Stephanie Blythe, 50, has spent half her life gracing the world's grandest stages, performing at the Metropolitan Opera as recently as 2019. While she still loves opera, she's found a new way to "break free" at this stage of her career -- namely by singing songs like Queen's "I Want to Break Free" while donning a fake beard.
It started as a fundraising concert along with The Bearded Ladies Cabaret group and Opera Philadelphia. There, Blythe performed in drag as "Blythely Oratonio," a dramatic tenor with a naughty sense of humor and a storied operatic career who secretly always wanted to be a rock singer.
The American singer found it "incredibly liberating and incredibly exciting" to perform as Blythely. So, along with co-writer and director John Jarboe, she developed a show to take on the road, first with a 30-minute performance at the Resonant Bodies festival in Brooklyn and, in late January, with a longer event at Lincoln Center's American Songbook series.

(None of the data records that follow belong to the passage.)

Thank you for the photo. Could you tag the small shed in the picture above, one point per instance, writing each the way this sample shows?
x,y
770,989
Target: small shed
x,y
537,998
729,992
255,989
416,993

"There is an element of spectacle to it, of course -- it's a drag show," Blythe told ABC News days before the performance at Lincoln Center. "But underneath all that there is humanity and honesty; the piece has become quite autobiographical."
Blythe, who has done her own stage makeup for years, wears glued-on facial hair as Blythely along with fantastical capes and headwear by Machine Dazzle with Rebecca Kanach. She says Blythely was born out of playing around with her sister as a kid as the bionic character Steve Austin.
As a mezzo-soprano, Blythe's voice sits on the lower end of a woman's range, which overlaps with that of a tenor. So Blythe doesn't have to stretch much -- or at all, really -- to be able to sing songs typically sung by men, as she did on the Met's float at New York's Pride parade last year (she's been an LGBTQ ally since she was a teen).
Blythe as Blythely sings classic tenor arias, like "Nessun dorma," along with classic rock, like Rick Springfield's "Jessie's Girl." The musical arrangements, by Daniel Kazemi, shine when genres cross, like in a mashup of the musical staple "Send in the Clowns" and the aria "Vesti la giubba," which comes from the opera "Pagliacci," where it's sung by the titular clown -- a guitar lick from Radiohead's "No Surprises" also makes an appearance.
"Rock and roll and opera live in the same house," Blythe told ABC News. "Drag and opera live in the same house -- on different floors and some has a little more glitter and some has a little more spandex ... but it's all about extravaganza and heart."
Rather than a straightforward recital, Blythe and Jarboe created a full narrative arc reminiscent of "Hedwig and the Angry Inch" that addresses sexism and sizeism the singer has faced. Blythely, Blythe said, gives her a voice to say "things that I would never say in public. He's much more bold."
Among those bold pronouncements? A middle finger and a "f--- you" to those who told Blythely he was "too big" to be a rock star, and a call for the death of operas written 200 years ago by men about dying women performed unimaginatively.
But really, Blythely's emphasis is on celebrating, rather than mourning, the "transitions" of life. For Blythe, the show operates on two levels: it is both a call for that celebration and a response to that call as it gives her a way for "to be the performer that I am today."
"It's very difficult to be a 50-year-old singer and looking back at 25-year-old me and knowing that you can't repeat that. You can't repeat it. That's the thing that's so crazy about being a performer: Every moment that we have is an unrepeatable moment and there is something of a loss there," she said. "What's wonderful about this show, for me, is it's a show that gives birth. It's not a loss; it's a birth."
"Having an opportunity to face that, head-on, in front of an audience, is terrifying -- and freeing," she said. "It's unbelievably freeing and incredibly joyful, because there's not a single person in the audience that cannot identify with it. Everyone -- no matter what you do in your life -- every single person is going through some sort of transformation."